Saturday, April 5, 2014

If God is omnipotent, can He create a rock that He cannot lift?

If God is omnipotent, can He create a rock that He cannot lift?  Does the existence of objective morality prove the existence of God? Is the anthropic principal proof for the existence of God?  Why is the universe intelligible?

I've been thinking about all of these questions lately, and I think I just stumbled on a single answer that deals with all of them...

The first question can be rephrased like this-  if God is all powerful, can he create a logical inconsistency?  Can he declare that 2 + 2 = 5?  I have long held that He cannot, but this is not a limit on his power, but a constraint that logic puts on reality.  As Tobias noted in "The Battle for Moriah"-  "Logic is the form of truth, truth is the matter of logic."  So logic and truth are interdependent!

As for objective morality-  a lot of people seem to argue that the fact that there is an objective moral law implies that there is an objective moral law giver.  So if you agree that the fact that Hitler shipped Jews to concentration camps was wrong, despite the fact that many Germans agreed with it, that even though cultural values can shift some things are wrong anyway-  than you agree that there is an objective moral law.  But the thing is, I don't want a God who dictates morality-  I want a God who is Himself subject to morality!  I don't believe that God can declare that genocide is right any more than He can declare that 2 + 2=5.  I know that I just opened a whole different can of worms, but I'm going to keep going...

The Anthropic principal is the idea that Earth seems so perfectly, uncannily suited for human life, it must have therefore been created for it.  The response is, of course, that human life sprang out of this environment, rather than the environment being created for us. But people can extend it further and talk about how actually all of the physical laws in the universe seem fine tuned towards the sustaining of life!  That if any law were off by just the slightest degree, the whole universe wouldn't work properly... and so we couldn't then exist.  Therefore God must have dictated the laws of physics so that everything could work. Naturalists, who don't believe in God, have had to address this extremely unlikely principal as well, and have posited that maybe there are actually billions of universes, in what is called the "Multiverse", and that since there are then only one of them would have to have the qualities necessary for life, and that one is, of course, the one we happen to live in.  But that is mere speculation, of course.

Then there's Einsteins famous quote "The most unintelligible thing in the universe is that it is intelligible."  Like what are the chances that life could evolve completely by accident, to a point where it could not only discuss these questions, but actually discover the answers?  

Anyway, I am not going to bother trying to prove the existence of God on any of these grounds right now.  But I think I had a cool insight- Jesus is the "Word made flesh".  In greek the word "Word" is "Logos".  As in "Logy" at the end of many scientific disciplines titles, (biology, anthropology, etc) or as in Logic.  So if Jesus is the Logic....

It says that all things were created through him. So then all things should be logical.  And they are!  And being created in His image and likeness, we have the ability to comprehend them.

But wait, there's more!

God the Father's proper name in the Bible is YHWH-  likely a derivation of the verb "to be".  In other words, his proper name is "Existence"  (hence I am who am.)

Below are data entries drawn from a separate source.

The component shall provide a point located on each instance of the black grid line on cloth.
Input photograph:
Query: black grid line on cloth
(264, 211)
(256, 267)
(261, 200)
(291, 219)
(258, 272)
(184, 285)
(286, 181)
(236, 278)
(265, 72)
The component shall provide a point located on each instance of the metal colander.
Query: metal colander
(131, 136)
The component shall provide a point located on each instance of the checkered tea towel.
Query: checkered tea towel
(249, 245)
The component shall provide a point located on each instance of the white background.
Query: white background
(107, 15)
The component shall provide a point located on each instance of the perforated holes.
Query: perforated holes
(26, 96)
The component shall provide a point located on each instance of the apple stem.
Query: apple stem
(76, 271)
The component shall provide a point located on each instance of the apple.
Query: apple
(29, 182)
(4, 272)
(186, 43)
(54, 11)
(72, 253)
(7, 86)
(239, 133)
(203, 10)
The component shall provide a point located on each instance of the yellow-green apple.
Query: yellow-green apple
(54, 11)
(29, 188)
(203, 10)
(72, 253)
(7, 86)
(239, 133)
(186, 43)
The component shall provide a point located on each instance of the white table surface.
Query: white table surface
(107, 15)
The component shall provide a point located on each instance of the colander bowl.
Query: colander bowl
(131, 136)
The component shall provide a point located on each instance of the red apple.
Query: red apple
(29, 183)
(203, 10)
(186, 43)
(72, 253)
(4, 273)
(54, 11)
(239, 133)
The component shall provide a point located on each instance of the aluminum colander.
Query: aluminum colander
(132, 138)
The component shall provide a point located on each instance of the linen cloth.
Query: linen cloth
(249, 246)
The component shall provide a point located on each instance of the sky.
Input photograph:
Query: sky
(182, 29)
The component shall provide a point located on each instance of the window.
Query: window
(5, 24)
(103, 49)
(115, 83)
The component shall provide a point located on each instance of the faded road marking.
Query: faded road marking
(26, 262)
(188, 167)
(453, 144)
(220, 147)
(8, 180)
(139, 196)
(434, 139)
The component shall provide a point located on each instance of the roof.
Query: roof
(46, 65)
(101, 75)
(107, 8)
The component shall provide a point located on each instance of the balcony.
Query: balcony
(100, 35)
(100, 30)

So everything that exists exists because the Father exists, and nothing could exist without the Father.  But because the Father exists, the son necessarily exists- hence eternally begotten by the Father, but is con substantial with the Father.... you can't have existence without logic.

Which makes me wonder if the laws of morality are like the laws of Physics or Math or Logic-  necessities of existence- and thus found in the Word?

But on the other hand, the Spirit is personified wisdom... maybe that is where the morality is seated?  This still gives it a necessary existence, that cannot be dictated.  That way morals just are what they are.  And the more we respond to the Spirit, the more our own will will conform to that of God.

But then consider that God is love-  what is morality if not love applied logically and with wisdom?

Which taps into another question.. about the nature or conscience.  Maybe rather than determining morality, conscience discovers it, and just as the mathematical part of our brain can compute better if it is trained, so our conscience has to be trained so that it can recognize the truth of morality.

I have a suspicion that someone could write an entire PHD thesis on these ideas-  but for now I will just submit them to the void and see what insights come back!